Wheatley disclosed that the thinking at the time the proposed legislation was crafted was that the fines would help to ensure that “we have a certain level of compliance and afford a certain level of protection to the citizens whose privacy would be affected”.

“The fines … I urge members to not look at it as a mere cost to the data controller, but more to ensure that they adhere to the regulations, that they adhere to what the act stipulates,” he argued.

“Oftentimes, we create laws, and within three to five years, the penalties appear to be nothing but a token and persons would just gladly break the law because the fines are not substantial to act as a deterrent”.

For opposition member of the committee Mark Golding, it amounts to “overkill” to have data processors who fail to register placed before the circuit court.

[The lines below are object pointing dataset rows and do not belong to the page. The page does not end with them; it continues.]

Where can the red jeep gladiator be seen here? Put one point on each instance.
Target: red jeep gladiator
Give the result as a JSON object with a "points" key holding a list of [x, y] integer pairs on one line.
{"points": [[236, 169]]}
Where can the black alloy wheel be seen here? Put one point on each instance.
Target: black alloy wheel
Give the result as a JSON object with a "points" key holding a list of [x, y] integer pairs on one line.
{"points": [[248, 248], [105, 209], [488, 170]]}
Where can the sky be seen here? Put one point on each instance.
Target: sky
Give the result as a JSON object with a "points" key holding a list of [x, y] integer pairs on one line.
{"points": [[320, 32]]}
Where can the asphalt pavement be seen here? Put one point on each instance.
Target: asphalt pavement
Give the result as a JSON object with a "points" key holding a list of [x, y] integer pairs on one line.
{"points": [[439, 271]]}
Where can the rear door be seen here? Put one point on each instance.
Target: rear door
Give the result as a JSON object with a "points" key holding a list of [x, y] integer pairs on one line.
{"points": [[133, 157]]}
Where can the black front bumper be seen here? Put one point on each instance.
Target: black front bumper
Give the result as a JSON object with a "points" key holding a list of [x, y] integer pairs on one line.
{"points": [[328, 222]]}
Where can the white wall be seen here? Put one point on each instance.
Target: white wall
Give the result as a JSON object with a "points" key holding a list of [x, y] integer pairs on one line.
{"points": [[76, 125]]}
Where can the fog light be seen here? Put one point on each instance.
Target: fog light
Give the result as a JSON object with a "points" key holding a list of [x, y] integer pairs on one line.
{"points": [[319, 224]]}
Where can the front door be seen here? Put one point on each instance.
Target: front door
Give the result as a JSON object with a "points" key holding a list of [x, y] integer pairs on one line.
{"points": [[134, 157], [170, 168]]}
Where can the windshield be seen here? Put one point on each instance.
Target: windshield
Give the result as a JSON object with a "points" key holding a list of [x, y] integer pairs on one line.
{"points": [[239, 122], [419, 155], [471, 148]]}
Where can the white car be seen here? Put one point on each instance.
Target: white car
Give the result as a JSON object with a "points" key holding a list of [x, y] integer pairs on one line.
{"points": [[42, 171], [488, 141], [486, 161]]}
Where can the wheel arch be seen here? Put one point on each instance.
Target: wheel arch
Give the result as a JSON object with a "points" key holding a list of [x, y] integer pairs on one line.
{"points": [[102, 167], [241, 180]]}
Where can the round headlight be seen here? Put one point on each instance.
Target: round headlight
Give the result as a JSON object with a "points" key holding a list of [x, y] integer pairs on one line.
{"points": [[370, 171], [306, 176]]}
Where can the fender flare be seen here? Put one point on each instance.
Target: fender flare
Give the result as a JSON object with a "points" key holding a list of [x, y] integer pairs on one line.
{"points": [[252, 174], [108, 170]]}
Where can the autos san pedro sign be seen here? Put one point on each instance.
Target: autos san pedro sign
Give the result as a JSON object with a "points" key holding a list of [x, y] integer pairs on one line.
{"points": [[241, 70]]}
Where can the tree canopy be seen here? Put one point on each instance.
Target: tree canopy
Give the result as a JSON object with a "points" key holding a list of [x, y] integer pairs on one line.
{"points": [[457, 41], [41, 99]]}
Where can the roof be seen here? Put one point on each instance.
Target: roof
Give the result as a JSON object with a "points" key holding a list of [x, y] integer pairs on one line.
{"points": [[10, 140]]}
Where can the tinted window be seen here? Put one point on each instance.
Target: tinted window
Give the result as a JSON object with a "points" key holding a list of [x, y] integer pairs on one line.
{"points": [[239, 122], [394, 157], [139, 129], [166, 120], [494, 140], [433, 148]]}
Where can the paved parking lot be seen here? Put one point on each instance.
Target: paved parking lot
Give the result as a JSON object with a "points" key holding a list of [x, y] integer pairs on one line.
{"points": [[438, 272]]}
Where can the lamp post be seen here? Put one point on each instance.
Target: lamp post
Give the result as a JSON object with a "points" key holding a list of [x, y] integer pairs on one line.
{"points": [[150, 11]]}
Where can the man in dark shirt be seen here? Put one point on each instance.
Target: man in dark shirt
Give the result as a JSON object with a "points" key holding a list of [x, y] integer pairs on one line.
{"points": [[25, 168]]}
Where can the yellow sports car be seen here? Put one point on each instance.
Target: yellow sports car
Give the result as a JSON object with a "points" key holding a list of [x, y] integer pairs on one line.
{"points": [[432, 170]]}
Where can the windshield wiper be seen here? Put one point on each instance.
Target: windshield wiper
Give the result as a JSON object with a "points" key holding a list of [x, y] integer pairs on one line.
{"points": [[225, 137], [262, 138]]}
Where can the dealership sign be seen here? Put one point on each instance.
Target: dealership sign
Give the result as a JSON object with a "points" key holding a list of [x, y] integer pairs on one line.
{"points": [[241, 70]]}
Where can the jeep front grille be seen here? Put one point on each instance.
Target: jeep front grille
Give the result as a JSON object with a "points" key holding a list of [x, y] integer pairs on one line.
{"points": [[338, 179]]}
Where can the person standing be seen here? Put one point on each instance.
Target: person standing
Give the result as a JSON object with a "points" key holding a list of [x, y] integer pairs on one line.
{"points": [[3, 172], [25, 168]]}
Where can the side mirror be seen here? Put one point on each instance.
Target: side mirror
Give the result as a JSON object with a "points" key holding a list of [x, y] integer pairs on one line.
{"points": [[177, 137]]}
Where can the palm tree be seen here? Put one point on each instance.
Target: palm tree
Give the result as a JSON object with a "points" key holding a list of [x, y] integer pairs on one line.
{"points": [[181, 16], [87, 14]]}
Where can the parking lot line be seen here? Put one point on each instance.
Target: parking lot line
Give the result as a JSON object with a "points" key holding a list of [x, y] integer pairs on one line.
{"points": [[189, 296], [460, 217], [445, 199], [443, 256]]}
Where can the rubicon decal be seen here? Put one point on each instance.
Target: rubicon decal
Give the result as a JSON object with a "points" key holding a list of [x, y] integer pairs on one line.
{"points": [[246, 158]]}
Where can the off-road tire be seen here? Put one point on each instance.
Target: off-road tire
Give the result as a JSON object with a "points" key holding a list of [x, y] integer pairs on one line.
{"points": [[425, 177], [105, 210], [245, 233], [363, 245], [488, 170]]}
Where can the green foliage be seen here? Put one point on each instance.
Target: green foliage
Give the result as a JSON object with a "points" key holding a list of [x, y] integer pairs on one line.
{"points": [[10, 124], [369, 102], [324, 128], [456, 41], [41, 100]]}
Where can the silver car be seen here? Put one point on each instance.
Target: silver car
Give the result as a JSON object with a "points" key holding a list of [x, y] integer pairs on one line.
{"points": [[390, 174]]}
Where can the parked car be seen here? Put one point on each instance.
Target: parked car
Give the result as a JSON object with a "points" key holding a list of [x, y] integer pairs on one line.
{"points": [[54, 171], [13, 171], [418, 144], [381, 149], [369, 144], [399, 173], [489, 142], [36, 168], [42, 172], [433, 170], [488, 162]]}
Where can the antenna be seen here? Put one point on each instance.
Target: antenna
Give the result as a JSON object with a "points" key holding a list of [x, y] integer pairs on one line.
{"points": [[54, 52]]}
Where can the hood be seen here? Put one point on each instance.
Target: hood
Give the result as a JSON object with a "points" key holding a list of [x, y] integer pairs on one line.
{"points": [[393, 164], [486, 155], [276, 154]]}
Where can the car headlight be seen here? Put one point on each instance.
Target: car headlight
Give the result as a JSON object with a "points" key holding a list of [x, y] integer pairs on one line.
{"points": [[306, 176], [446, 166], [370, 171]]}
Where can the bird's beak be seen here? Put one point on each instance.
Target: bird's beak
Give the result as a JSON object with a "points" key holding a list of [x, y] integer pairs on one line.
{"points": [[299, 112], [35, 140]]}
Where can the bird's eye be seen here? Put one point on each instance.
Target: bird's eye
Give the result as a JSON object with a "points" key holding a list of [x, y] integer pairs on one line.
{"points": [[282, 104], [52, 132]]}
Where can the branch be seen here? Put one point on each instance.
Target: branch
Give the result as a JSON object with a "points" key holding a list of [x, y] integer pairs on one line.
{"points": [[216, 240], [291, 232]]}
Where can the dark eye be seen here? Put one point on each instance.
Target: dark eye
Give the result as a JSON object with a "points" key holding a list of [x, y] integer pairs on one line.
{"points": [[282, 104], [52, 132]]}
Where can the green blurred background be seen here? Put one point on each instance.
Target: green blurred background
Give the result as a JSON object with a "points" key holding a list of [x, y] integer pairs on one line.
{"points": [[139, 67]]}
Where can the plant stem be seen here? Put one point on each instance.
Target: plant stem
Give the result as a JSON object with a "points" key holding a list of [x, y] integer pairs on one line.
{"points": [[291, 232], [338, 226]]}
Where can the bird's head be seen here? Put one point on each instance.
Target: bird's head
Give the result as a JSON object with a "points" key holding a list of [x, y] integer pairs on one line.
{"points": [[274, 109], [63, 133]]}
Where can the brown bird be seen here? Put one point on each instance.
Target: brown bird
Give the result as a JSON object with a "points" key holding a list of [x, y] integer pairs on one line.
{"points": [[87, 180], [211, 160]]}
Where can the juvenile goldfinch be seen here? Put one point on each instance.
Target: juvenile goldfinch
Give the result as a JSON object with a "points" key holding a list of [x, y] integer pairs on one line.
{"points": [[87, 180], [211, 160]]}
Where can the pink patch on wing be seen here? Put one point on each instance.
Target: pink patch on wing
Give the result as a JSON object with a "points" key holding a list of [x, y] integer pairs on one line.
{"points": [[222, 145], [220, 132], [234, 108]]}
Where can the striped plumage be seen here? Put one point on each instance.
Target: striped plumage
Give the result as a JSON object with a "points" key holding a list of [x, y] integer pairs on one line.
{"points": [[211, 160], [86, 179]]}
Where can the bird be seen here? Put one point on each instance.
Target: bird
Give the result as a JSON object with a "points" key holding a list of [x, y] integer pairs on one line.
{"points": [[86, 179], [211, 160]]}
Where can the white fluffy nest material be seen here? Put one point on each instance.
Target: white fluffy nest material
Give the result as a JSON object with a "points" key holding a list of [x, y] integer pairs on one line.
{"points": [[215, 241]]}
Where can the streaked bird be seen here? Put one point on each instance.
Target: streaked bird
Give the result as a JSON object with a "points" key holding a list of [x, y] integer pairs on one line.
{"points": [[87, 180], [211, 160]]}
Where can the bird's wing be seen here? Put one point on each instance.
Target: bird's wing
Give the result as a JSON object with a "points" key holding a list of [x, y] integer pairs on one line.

Seeking to explain his position, Golding noted that the offence “doesn’t involve any implication of a breach of standard or any misuse of the data in any way.

“It is really a failure to comply with an administrative requirement. I don’t see, in that instance, why they should be prosecuted in the circuit court for this offence. I don’t understand that,” Golding posited.

He argued, too, that the two-year prison sentence proposed for the parish court was excessive and lends itself to the potential for abuse.

“Let us say a church – a small church in August Town or Trench Town that has a computer on which it has a database of its members and information about them ... – hasn’t applied for an exemption and isn’t even aware that there is a facility for an exemption,” Golding suggested. “Next thing, some constable, who has some other reason to be annoyed with somebody senior in the church, decides to charge them under Section 18 of this act, and they can go to prison for two years.”